370166 Handling Preventive Sensor Maintenance in Economic Model Predictive Control of Nonlinear Chemical Processes

Thursday, November 20, 2014: 3:15 PM
404 - 405 (Hilton Atlanta)
Liangfeng Lao1, Matthew Ellis1 and Panagiotis D. Christofides2, (1)Chemical and Biomolecular Engineering, University of California, Los Angeles, Los Angeles, CA, (2)Department of Chemical and Biomolecular Engineering, University of California, Los Angeles, Los Angeles, CA

Traditionally, fault detection schemes are used to identify faulty sensors [1]-[2]. Essential to the objectives of next-generation advanced manufacturing is the development of tightly integrated components of process systems (i.e., process control, process economics, scheduling) which are proactive instead of reactive. One potential area of interest is to integrate process economics, control, and preventive maintenance. Preventive maintenance plays an important role in maintaining a high degree of reliability of a process system and thus, reducing the changes of a failure or fault. For example, as process sensors age and becomes sluggish (e.g., due to gradual damage), it becomes necessary to conduct preventive maintenance (e.g., recalibration, verification, or replacement) on sensors to avoid process faults or failures. The driving force behind integrating control and maintenance is to avoid the need for a process shutdown required to complete a preventive maintenance task. To accomplish this goal, the process control system should explicitly account for a preventive maintenance task which may take process control components (e.g., actuator or sensor) off-line for a period of time. In a previous work, we considered integrating preventive maintenance of control actuators, process control, and process economics through the design of an economic model predictive control (EMPC) scheme [3]. However, we did not consider handling sensor maintenance and thus, the consideration of sensor maintenance is an open problem.

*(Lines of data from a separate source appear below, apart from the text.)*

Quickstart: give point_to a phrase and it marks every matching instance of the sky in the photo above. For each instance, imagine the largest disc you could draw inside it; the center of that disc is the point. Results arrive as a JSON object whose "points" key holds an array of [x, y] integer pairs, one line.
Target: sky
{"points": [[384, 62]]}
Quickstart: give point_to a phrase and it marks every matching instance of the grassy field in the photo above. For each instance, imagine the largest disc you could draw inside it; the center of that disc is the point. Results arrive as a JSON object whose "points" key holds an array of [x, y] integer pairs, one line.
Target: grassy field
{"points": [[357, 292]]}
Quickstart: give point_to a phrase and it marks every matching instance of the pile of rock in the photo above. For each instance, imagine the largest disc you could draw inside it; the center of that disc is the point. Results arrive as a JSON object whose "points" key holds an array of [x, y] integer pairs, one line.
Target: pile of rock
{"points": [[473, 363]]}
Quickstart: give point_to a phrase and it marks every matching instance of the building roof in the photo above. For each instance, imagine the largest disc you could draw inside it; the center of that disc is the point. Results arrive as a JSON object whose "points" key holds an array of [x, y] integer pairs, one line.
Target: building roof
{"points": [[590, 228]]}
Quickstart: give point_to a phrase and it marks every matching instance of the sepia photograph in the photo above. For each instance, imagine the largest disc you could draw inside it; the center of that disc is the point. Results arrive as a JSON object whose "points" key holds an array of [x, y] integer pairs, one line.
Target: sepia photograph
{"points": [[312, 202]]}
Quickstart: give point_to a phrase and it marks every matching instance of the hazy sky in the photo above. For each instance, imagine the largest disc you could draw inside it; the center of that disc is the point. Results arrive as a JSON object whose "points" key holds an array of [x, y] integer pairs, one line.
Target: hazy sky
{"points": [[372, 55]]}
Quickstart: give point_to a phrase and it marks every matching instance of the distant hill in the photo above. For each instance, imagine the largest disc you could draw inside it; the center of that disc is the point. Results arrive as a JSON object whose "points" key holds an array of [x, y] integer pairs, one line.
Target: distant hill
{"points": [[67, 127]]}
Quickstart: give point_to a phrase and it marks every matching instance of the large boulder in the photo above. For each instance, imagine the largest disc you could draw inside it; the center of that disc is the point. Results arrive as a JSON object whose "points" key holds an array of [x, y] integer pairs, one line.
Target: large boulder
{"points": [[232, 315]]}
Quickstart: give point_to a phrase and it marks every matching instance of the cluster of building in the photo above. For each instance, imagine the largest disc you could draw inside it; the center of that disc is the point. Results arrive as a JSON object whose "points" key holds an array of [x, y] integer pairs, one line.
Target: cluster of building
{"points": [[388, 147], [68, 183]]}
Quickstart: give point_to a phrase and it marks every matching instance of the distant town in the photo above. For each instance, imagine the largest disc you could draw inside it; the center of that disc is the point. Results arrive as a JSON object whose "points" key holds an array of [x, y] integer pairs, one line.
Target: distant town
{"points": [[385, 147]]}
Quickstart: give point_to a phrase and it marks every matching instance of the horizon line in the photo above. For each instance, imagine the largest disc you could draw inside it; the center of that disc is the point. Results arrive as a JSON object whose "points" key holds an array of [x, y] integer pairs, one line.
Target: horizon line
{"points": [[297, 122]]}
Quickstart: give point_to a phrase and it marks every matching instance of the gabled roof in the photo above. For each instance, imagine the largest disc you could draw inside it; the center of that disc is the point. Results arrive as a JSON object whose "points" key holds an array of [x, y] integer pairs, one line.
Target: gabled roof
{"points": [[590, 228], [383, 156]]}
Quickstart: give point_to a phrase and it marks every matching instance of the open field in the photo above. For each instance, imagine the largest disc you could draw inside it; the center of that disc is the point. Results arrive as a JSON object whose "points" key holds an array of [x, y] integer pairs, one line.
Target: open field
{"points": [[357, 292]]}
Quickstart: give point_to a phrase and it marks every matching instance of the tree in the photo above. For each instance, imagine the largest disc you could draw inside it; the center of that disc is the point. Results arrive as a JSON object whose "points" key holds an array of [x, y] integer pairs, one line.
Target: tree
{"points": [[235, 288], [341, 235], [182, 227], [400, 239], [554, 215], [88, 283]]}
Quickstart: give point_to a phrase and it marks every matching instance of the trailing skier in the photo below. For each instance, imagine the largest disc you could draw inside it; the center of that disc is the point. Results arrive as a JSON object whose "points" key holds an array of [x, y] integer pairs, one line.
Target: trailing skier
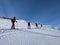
{"points": [[29, 25], [36, 25], [13, 20]]}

This work focuses on developing a state-estimation-based Lyapunov-based economic model predictive control (LEMPC) method (e.g., [3]-[4]) that can handle preventive sensor maintenance. To complete the sensor maintenance task, the sensor is taken off-line until the maintenance task is completed. Since a measurement from the sensor is not available during this time, a certain observability assumption is imposed on the process with the remaining sensors. A state estimator is used to estimate the current state when the sensor is taken off-line and provide the state estimation to the LEMPC. For guaranteed closed-loop stability as well as to provide an accurate state estimate to the EMPC, a robust moving horizon estimator (RMHE) is used [4]. The approach is applied to a chemical process example under the proposed LEMPC to demonstrate that the LEMPC is able to maintain stability of the process when a sensor is taken off-line for preventive maintenance.

[1] Qin SJ, Li W. Detection and identification of faulty sensors in dynamic processes. AIChE Journal. 2001;47:1581-1593.
[2] Mehranbod N and Soroush M and Panjapornpon C. A method of sensor fault detection and identification. Journal of Process Control. 2005;15:321-339.
[3] Lao L, Ellis M, Christofides PD. Smart Manufacturing: Handling preventive actuator maintenance and economics using model predictive control. AIChE Journal. 2014;60:2179-2196.
[4] Ellis M, Zhang J, Liu J, Christofides PD. Robust moving horizon estimation based output feedback economic model predictive control. Systems \& Control Letters. 2014;68:101-109.